Wees gerust, er is veel veranderd in 170 jaar. Maar bijna hadden we het niet met onze eigen ogen kunnen zien want, wat de kapitein met zoveel lyrische zwier had aangekondigd – de Sail-in van de baai van Rio de Janeiro – werd een regelrechte flop. De haven was vanmorgen tot na zeven uur gesloten wegens dichte mist. Reeds om zes uur waren een heleboel mensen komen opdagen, verspreid over al de open dekken om Rio bij zonsopgang achter de horizon te zien opduiken. Een uur en vijftien minuten heb ik op het bovenstaande dek gestaan, met een bijna lege maag maar met de camera in aanslag. IJsberen in een tropische omgeving.
Het was dus allemaal een maat voor niets: de zon ging op zonder zich te tonen, het werd licht zonder kleur, en de fabelachtige baai met zijn feeërieke stad verscholen zich in een kleurenpalet met alle mogelijke tinten van grijs – een afknapper, zonder meer. Rond half acht mochten we uiteindelijk onze niet zo blijde intocht verder zetten, en naarmate de trage tijd verstreek trok de mist wat op, doch niet in die mate dat de omgeving herkenbaar werd. Het werd uiteindelijk half tien voor we goed en wel aangemeerd waren.

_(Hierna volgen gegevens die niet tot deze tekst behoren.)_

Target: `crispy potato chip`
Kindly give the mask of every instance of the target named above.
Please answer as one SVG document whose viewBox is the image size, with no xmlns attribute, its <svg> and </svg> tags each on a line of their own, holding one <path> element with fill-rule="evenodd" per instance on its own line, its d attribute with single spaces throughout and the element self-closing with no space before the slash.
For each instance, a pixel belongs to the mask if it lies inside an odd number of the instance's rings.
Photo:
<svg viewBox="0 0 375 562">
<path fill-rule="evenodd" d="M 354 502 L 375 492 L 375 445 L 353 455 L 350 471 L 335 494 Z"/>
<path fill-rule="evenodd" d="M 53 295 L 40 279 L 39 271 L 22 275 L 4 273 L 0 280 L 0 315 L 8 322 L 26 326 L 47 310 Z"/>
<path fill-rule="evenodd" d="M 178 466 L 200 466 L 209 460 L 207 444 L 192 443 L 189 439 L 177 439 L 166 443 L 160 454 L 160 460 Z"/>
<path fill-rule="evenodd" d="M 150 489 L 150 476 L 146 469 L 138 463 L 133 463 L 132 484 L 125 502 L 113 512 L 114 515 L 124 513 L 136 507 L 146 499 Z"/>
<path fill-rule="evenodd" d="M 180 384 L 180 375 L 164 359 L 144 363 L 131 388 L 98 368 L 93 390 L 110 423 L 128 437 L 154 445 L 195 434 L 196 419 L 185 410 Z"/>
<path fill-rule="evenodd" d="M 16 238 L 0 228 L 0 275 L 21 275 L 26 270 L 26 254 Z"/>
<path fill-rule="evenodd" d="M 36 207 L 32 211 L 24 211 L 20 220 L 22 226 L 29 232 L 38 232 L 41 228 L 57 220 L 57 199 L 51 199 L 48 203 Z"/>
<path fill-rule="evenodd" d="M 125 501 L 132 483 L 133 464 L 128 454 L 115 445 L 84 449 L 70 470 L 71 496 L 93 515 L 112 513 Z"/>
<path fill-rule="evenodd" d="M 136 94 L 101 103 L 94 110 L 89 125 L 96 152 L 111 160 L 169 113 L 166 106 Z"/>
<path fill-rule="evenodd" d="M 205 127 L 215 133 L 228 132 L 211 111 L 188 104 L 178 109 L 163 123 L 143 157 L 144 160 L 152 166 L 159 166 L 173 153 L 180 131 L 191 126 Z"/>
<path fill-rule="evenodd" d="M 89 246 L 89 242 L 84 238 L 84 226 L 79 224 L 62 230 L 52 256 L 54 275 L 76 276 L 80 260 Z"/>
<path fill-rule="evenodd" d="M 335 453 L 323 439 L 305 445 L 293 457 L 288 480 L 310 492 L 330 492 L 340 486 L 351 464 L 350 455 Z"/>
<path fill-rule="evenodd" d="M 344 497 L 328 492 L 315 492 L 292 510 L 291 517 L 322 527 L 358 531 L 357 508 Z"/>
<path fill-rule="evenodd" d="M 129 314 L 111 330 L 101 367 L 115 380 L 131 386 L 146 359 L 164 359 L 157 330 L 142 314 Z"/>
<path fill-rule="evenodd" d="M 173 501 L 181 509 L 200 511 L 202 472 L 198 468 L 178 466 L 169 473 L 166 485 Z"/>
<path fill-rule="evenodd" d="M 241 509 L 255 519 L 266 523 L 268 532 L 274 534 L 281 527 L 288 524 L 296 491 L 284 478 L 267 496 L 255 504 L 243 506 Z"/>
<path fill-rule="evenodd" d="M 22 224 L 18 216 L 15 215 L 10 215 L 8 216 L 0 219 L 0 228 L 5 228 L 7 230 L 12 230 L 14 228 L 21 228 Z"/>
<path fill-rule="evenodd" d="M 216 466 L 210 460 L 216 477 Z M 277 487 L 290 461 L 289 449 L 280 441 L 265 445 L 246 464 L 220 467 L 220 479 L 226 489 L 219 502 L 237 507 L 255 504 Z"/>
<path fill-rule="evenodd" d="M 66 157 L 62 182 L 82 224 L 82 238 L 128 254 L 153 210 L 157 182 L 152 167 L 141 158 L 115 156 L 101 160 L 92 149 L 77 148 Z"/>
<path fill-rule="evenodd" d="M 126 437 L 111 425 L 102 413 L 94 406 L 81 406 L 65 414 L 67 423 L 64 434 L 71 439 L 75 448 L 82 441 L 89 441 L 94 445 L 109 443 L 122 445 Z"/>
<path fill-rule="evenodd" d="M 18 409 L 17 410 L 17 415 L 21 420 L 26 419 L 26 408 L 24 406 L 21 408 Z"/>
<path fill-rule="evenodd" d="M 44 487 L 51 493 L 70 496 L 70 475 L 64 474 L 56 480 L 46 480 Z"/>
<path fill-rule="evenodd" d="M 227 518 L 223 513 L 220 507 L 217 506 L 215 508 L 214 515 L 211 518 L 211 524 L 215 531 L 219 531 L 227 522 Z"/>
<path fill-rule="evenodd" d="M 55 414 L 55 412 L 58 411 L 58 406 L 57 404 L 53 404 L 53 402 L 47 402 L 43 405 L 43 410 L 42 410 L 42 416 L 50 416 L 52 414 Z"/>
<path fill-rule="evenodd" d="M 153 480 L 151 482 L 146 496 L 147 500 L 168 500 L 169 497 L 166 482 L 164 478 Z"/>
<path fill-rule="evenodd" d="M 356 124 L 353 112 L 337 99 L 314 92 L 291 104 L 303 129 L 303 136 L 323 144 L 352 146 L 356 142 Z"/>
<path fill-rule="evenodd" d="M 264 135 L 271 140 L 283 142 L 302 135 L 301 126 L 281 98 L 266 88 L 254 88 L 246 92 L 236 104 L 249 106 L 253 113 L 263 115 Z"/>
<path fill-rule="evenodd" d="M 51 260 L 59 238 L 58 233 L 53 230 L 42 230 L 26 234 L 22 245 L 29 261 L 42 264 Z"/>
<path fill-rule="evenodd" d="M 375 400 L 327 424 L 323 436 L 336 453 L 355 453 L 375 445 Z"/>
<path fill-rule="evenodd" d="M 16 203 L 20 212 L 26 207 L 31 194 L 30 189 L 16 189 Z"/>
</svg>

De gidsen vertelden ons dat we van geluk mochten spreken want de hitte was vandaag eindelijk “gebroken”, in plaats van 38°C was het slechts 28°C. Op mijn programma stond: “Rio by Land & by Air”. Toen we vertrokken had ik al terug honger. Het zou een lange dag worden want lunch was niet voorzien! We bezochten de “niet te missen” hoogtepunten van Rio: het Suikerbrood, de beroemde stranden (Copacabana, Ipanema, Flamengo en Botafogo – de laatste twee zijn ook voetbalploegen!) en één van de “Nieuwe Wereldwonderen”, namelijk het standbeeld van Christus Redemptor. (Ik zou niet weten hoe dat in het Vlaams moet vertaald worden). Met een rammelende maag kroop ik “s namiddags in de helikopter, samen met vier andere avonturiers. Gelukkig had de zon zich een weg gebrand door de nevels zodat de omgeving al wat kleur had gekregen (echt helder zou het vandaag niet worden).
Wat mij betreft is Rio in de eerste plaats een landschapsstad: de natuur – bergen, stranden, lagunes, de baai, een bos van 32km² in het midden van de stad en omringende oceaan – maakt van dit stedelijk gebied een uniek en betoverend geheel. De helikopter bleek uiteindelijk hèt vervoermiddel bij uitstek te zijn om deze parel van alle kanten te bekijken: het was een schitterende ervaring die zich, spijtig genoeg, niet makkelijk laat vertalen in even schitterende foto’s, maar de herinnering – per se ondeelbaar – zal altijd koesteren.
Bij de terugkeer naar het schip voelde ik me afgepeigerd, een combinatie van de zonnige hitte en de lege maag. Toch heb ik ervoor gezorgd dat ik zo veel mogelijk dames op Copacabana heb gefotografeerd, zodat al de lezers zich kunnen verkneukelen aan de geneugten van de spreekwoordelijke lichaamscultuur van de Rionezen!
Prinsendam, maandag 31 januari 2011
Een nachtje slapen zonder schommelen, dat is eens wat anders!